At the rally the nurses got enthusiastic support from two veteran legislators who had careers in law enforcement who married nurses.

“I was a former Trooper, and we were always concerned about our safety when we walked on the streets,” explained Sen. Fred Madden D-4th Dist.). “We wore vests we had different ways and tactics to handle our job so to speak. You do the same thing. I think it is extremely important that the legislators understand we need to support you from a safety perspective.”

Madden observed that while there were hospital executives “making beaucoup bucks” even as the industry reflexively pushed back against being held to staffing standards. “We always hear about what it would cost to make sure that our healthcare workers are safe…. That’s not the way to address it.”

“I have at home an attached garage that’s attached to my house, so its kind of warm in winter and its cool in summer. If I didn’t support this bill, I’d be in the garage,” said Sen Gordon Johnson (D-37th Dist.) whose wife has been a nurse for a number of years. “You got our full attention on this so let’s go forward on this and keep in the house, not the garage.”

“Enough is enough.  How many more nurses do we need to lose from the bedside because they are overworked and stretched to their limits,” said Elfrieda Johnson, president of JNESO District Council 1 IUOE-AFL-CIO. “How many patients should be put at increased risk because there simply aren’t enough nurses to care for them…. Patients deserve more and we need to stop the hemorrhaging of an already devastated workforce.”

In an interview with InsiderNJ, Johnson said that long before COVID, which killed 1.1 million Americans, including over 35,000 in New Jersey, infection control had been a serious issue linked to staffing.

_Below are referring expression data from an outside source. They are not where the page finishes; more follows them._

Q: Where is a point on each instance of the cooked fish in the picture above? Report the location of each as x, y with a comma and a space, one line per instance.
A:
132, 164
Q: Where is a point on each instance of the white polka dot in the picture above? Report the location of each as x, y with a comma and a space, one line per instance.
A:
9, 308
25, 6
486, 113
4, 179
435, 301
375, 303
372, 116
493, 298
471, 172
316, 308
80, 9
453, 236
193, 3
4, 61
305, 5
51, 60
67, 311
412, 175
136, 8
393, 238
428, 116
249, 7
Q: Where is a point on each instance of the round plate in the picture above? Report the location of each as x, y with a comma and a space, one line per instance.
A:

“It’s not a new issue but it is a critical issue because if you don’t have enough staff, you can’t do the things you want to do at the time they should be done, Johnson said.  “They will get done but it’s not the way it should be done and it’s not in the time it should be done. It’s about getting things done in a timely manner the way it should be done that includes giving the medication on time, changing the dressings on time, keeping the patients clean on time—all of that is part of safe staffing.”

In its public statements about the staffing crisis, the New Jersey Hospital Association has maintained sthe state needed “to expand the healthcare workforce pipeline.”

“To start, New Jersey can expand training programs. New Jersey nursing programs are actually turning away qualified applicants because we don’t have enough instructors or physical space to train interested students,” said NJHA CEO Cathy Bennett, in a statement. “NJHA is partnering with policymakers to develop additional clinical sites, recruit more healthcare faculty and update curricula as healthcare delivery evolves and patients’ needs change.”